Le di­manche, ou jour du Sei­gneur, est une créa­tion de l’Église chré­tienne. Il n’est pas, comme on le croit par­fois, le sab­bat juif sim­ple­ment chan­gé de jour, en l’honneur, si l’on veut, de la ré­sur­rec­tion. Sa­cre­ment de la ré­sur­rec­tion, comme le dit saint Au­gus­tin, le di­manche est la mé­moire et la pré­sence ac­tive de la ré­sur­rec­tion du Sei­gneur. Il est la com­mu­nion au Sei­gneur ressuscité.

Il est donc la par­ti­ci­pa­tion au nou­vel ordre de choses dont sa ré­sur­rec­tion est le prin­cipe. Le sab­bat, lui, était le jour de la créa­tion ter­mi­née, et c’est pour­quoi il était le sep­tième et der­nier jour ; il était la fête et le re­pos de l’homme créé à l’image de Dieu et consti­tué ain­si son col­la­bo­ra­teur par ses œuvres ; il se ré­fé­rait aux jours ou­vrables qu’il clô­tu­rait dans le re­pos, la louange et l’action de grâces. Le di­manche est la cé­lé­bra­tion, l’application ou la prise en part de la nou­velle créa­tion, celle des fils et non plus des ser­vi­teurs, qu’inaugure la ré­sur­rec­tion du Christ. C’est pour­quoi le di­manche n’est pas, comme le sab­bat, tout re­la­tif aux autres jours de la se­maine, c’est pour­quoi la ces­sa­tion du tra­vail est pour lui un élé­ment re­la­ti­ve­ment se­con­daire, il n’est pas une fête de cette créa­tion, il ap­par­tient à la créa­tion nou­velle, celle du Fils, dont le prin­cipe est cet Es­prit vi­vi­fiant qui est la réa­li­té propre des der­niers temps et dont il est dit qu’il n’était « pas vrai­ment don­né tant que Jé­sus n’était pas glorifié ».

Aus­si le di­manche n’est-il plus le sep­tième jour, le jour du re­pos du tra­vail de ce monde-ci, mais le pre­mier, ou en­core le hui­tième, ayant re­çu ces noms sen­si­ble­ment équi­va­lents pour mar­quer qu’il était le dé­but d’une nou­velle se­maine, d’un nou­veau monde et, au-de­là de la consom­ma­tion cos­mique, le dé­but de la vie éter­nelle, qui est celle des en­fants de Dieu, des vi­vants de vie éter­nelle en Ce­lui qui, res­sus­ci­té des morts, vit dé­sor­mais pour Dieu.

C’est pour­quoi le di­manche com­porte un as­pect de com­mé­mo­rai­son et un as­pect d’attente.

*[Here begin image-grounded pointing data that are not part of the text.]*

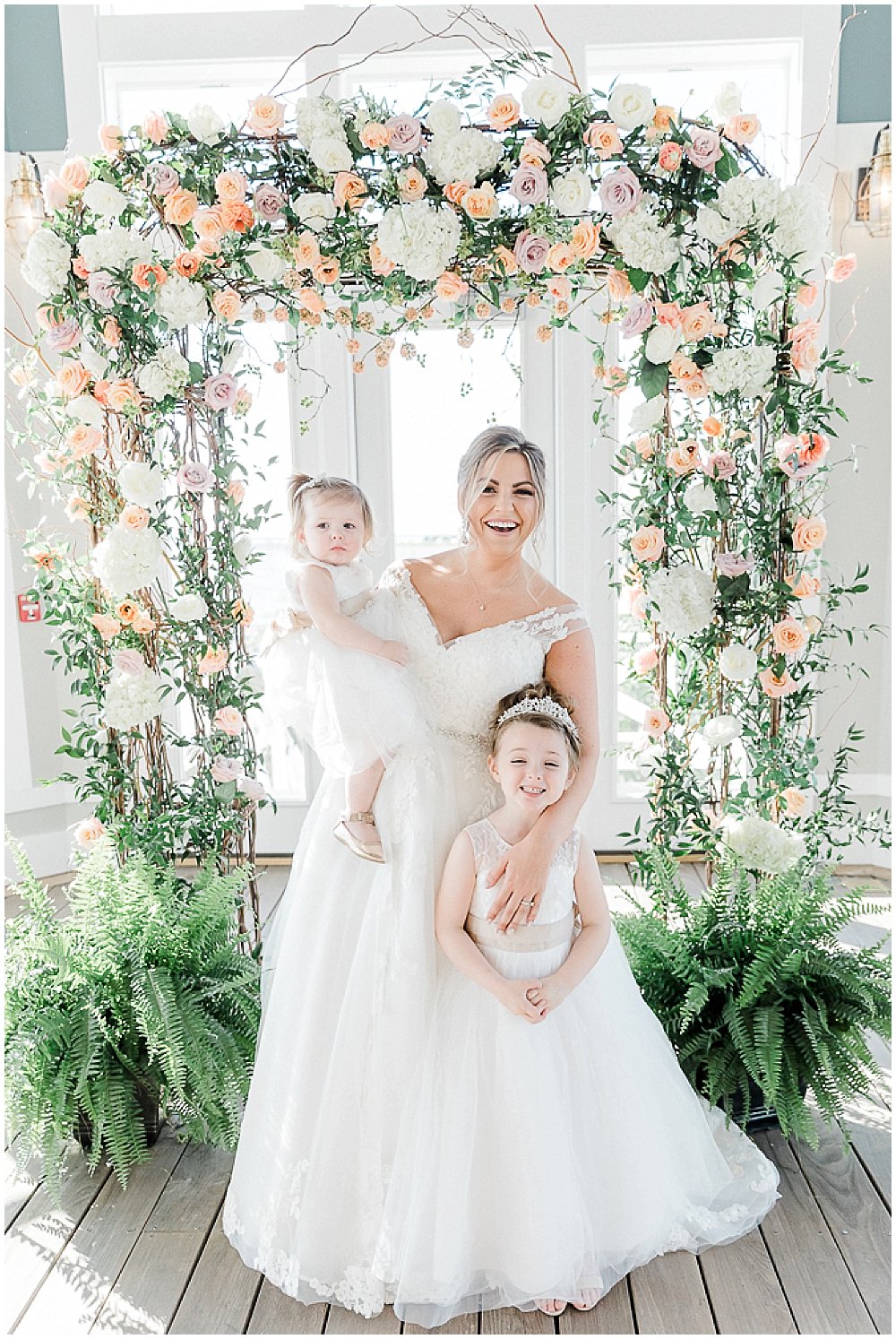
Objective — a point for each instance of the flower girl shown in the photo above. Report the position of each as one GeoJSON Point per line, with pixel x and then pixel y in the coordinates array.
{"type": "Point", "coordinates": [328, 675]}
{"type": "Point", "coordinates": [551, 1141]}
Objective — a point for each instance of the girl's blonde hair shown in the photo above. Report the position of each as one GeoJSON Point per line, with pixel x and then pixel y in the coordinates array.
{"type": "Point", "coordinates": [538, 693]}
{"type": "Point", "coordinates": [495, 441]}
{"type": "Point", "coordinates": [302, 488]}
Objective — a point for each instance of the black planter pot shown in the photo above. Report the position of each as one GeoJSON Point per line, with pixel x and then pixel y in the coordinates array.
{"type": "Point", "coordinates": [151, 1111]}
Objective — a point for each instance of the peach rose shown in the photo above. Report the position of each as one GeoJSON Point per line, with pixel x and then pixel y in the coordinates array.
{"type": "Point", "coordinates": [148, 276]}
{"type": "Point", "coordinates": [325, 271]}
{"type": "Point", "coordinates": [479, 203]}
{"type": "Point", "coordinates": [789, 636]}
{"type": "Point", "coordinates": [110, 138]}
{"type": "Point", "coordinates": [213, 661]}
{"type": "Point", "coordinates": [228, 720]}
{"type": "Point", "coordinates": [411, 184]}
{"type": "Point", "coordinates": [742, 129]}
{"type": "Point", "coordinates": [603, 137]}
{"type": "Point", "coordinates": [647, 544]}
{"type": "Point", "coordinates": [73, 378]}
{"type": "Point", "coordinates": [777, 686]}
{"type": "Point", "coordinates": [349, 190]}
{"type": "Point", "coordinates": [73, 174]}
{"type": "Point", "coordinates": [697, 322]}
{"type": "Point", "coordinates": [809, 531]}
{"type": "Point", "coordinates": [450, 287]}
{"type": "Point", "coordinates": [122, 393]}
{"type": "Point", "coordinates": [842, 268]}
{"type": "Point", "coordinates": [657, 722]}
{"type": "Point", "coordinates": [503, 111]}
{"type": "Point", "coordinates": [134, 517]}
{"type": "Point", "coordinates": [265, 116]}
{"type": "Point", "coordinates": [670, 156]}
{"type": "Point", "coordinates": [106, 626]}
{"type": "Point", "coordinates": [584, 240]}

Comme tout ce qui se fait dans l’Église, la­quelle existe es­sen­tiel­le­ment dans l’entre-deux qui sé­pare l’ascension et le re­tour du Christ. En son di­manche comme en toute chose, l’Église est tour­née à la fois vers le fait unique de la mort et de la ré­sur­rec­tion du Christ, qui est le germe de sa vie, et vers la consom­ma­tion de cette vie dans les cieux nou­veaux et la terre nou­velle, dans le royaume pro­mis. L’œuvre de l’Église est de faire pas­ser les hommes en la sub­stance cé­leste du corps glo­rieux du Christ, en les fai­sant avoir part au mys­tère de sa mort et de sa ré­sur­rec­tion. Pour au­tant que les fi­dèles ont part à ce mys­tère, ils ont dé­jà en eux la vie, la vie éter­nelle, la vie fi­liale et bien­heu­reuse ; mais cette vie est ca­chée avec le Christ en Dieu et elle at­tend la ma­ni­fes­ta­tion des fils de Dieu.